Five Minutes
Written by Christopher chun
Five minutes.
It’s five minutes until you touchdown and embrace what comes after reaching the goalpost— the next goalpost. Well, what do you do? Do you march cavalier onwards or peek your head back and see what led you to this moment?
Well, I was never a fan of reminiscing. It brings back disjointed and undisciplined memories of the so-called “good times,” but I would be remiss if I didn’t at least try to reflect. Throughout my time at this university, I have accomplished what I have sensibly constructed as the correct path to follow. I have connected with kind and sensible personalities, held titles that I wouldn’t dream of seeing next to my name, and I have seemingly all done it within the span of minutes. I could shut my eyes and I would be back in my old dormitory bed listening to my former roommate deconstruct the abstract principle of religiosity, the confines of engineering coursework, and what place we’d have to see before Christmas break.

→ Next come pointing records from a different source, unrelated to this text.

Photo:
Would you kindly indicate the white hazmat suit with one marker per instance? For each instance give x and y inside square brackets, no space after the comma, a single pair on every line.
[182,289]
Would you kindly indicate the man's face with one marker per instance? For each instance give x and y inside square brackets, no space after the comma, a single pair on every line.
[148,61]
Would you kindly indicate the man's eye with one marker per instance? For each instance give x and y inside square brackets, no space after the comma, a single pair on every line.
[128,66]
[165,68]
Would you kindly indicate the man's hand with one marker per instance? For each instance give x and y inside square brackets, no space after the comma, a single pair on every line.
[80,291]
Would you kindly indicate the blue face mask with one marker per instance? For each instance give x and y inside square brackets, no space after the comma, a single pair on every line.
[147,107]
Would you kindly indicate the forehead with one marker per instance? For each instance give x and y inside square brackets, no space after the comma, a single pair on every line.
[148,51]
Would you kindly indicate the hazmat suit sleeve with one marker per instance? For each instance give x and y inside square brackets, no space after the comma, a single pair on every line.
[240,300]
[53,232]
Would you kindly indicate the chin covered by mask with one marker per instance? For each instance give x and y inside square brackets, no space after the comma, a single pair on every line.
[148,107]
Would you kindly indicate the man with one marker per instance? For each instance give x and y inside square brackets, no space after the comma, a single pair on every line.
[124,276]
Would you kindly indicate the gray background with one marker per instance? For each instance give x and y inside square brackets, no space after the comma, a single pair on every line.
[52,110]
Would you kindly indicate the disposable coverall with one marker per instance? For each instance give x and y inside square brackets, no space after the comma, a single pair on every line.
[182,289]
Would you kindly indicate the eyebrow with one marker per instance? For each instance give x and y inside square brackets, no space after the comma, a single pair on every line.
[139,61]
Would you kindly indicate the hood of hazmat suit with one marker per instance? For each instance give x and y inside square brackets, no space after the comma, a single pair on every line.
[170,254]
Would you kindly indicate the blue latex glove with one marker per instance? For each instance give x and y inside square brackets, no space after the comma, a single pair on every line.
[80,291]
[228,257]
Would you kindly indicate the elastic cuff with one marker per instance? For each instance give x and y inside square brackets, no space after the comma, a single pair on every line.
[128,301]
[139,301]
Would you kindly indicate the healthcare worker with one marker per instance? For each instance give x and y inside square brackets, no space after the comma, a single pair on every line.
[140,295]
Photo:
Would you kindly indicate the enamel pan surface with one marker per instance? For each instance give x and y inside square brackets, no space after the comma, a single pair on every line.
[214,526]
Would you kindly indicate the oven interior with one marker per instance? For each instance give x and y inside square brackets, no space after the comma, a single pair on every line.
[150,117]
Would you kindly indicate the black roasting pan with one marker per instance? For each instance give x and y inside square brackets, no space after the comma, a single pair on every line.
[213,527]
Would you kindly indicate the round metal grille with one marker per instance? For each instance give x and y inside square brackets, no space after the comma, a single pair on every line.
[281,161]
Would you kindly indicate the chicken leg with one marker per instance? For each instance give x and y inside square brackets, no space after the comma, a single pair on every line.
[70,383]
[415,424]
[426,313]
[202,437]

Frightening or endearing, this all seemingly happened simply minutes ago to me.
The nights studying, well better defined as unfortunate cramming, blend into a homogenous euphoric feeling of “I did it.” The foolish outings with friends melt into a smile on my face. Blurry or clear, the memories I forged decorate the inner walls of my camera roll. Now, the next thought pops into forebrain: What do I do with these next five minutes before the next goalpost?
Not a clue.
However, here’s what I am doing in the meantime: I wake up grateful that I get to see close friends readily, I stroll to campus and romanticize the places I have seen hundreds of times, and I try to smile as much as I can. Because the two things I do know for certain are that it cannot last forever and I am going to stretch these last five minutes, before the hour hand strikes.